AME-PIM: Breaking the Memory Wall with RISC-V Matrix Extensions and HBM-PIM
2026-06-11 , Poster Island B

Matrix workloads, essential in generative AI, increasingly rely on ISA-level (i.e. AMX, SME). The attached matrix extension (AME) is one of the three (IME, AME, VME) ISA extensions under standardization in RISC-V. In common, all these matrix-ISA assumes extensions of the processor datapath with dedicated matrix acceleration hardware. However, executing matrix kernels requires moving large tiles between memory and processor registers, making performance limited by memory bandwidth.

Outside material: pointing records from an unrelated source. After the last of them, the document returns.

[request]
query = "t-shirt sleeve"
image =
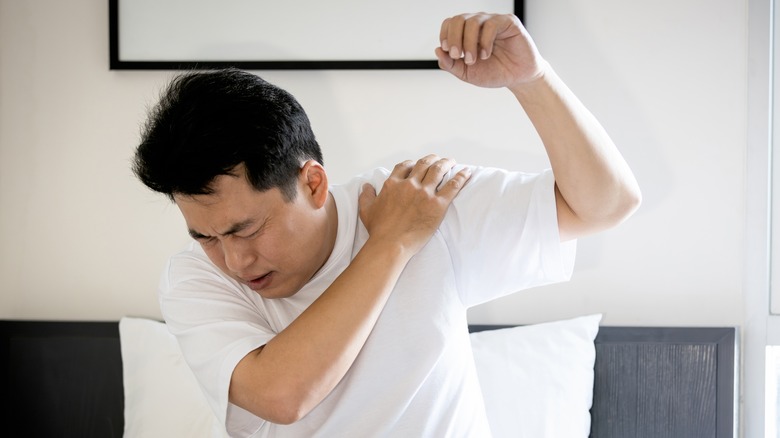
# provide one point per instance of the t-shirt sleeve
(502, 234)
(216, 325)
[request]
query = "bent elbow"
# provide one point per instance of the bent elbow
(281, 406)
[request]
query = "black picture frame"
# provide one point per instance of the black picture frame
(117, 63)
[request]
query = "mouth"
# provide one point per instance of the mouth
(259, 283)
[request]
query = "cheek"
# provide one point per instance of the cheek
(216, 255)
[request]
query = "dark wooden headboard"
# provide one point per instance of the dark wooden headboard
(64, 379)
(662, 382)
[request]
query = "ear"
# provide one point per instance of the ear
(314, 182)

We investigate whether High Bandwidth Memory with Processing-in-Memory (HBM--PIM) can serve as alternative implementation of AME instructions. We propose a PIM Execution Primitive (PEP) computational model mapping AME ISA onto Samsung Aquabolt-XL HBM-PIM microkernels, using an outer-product dataflow to enable in-memory accumulation, as well as remapping AME tile registers into memory regions—making possible to chain AME instructions without leaving the memory.
Our experiments show AME tile multiplication reaching 14.9 GFLOP/s (59.4 FLOP/cycle) on a HBM--PIM pseudo-channel, demonstrating that HBM--PIM can serve as an implementation of RISC-V matrix extensions.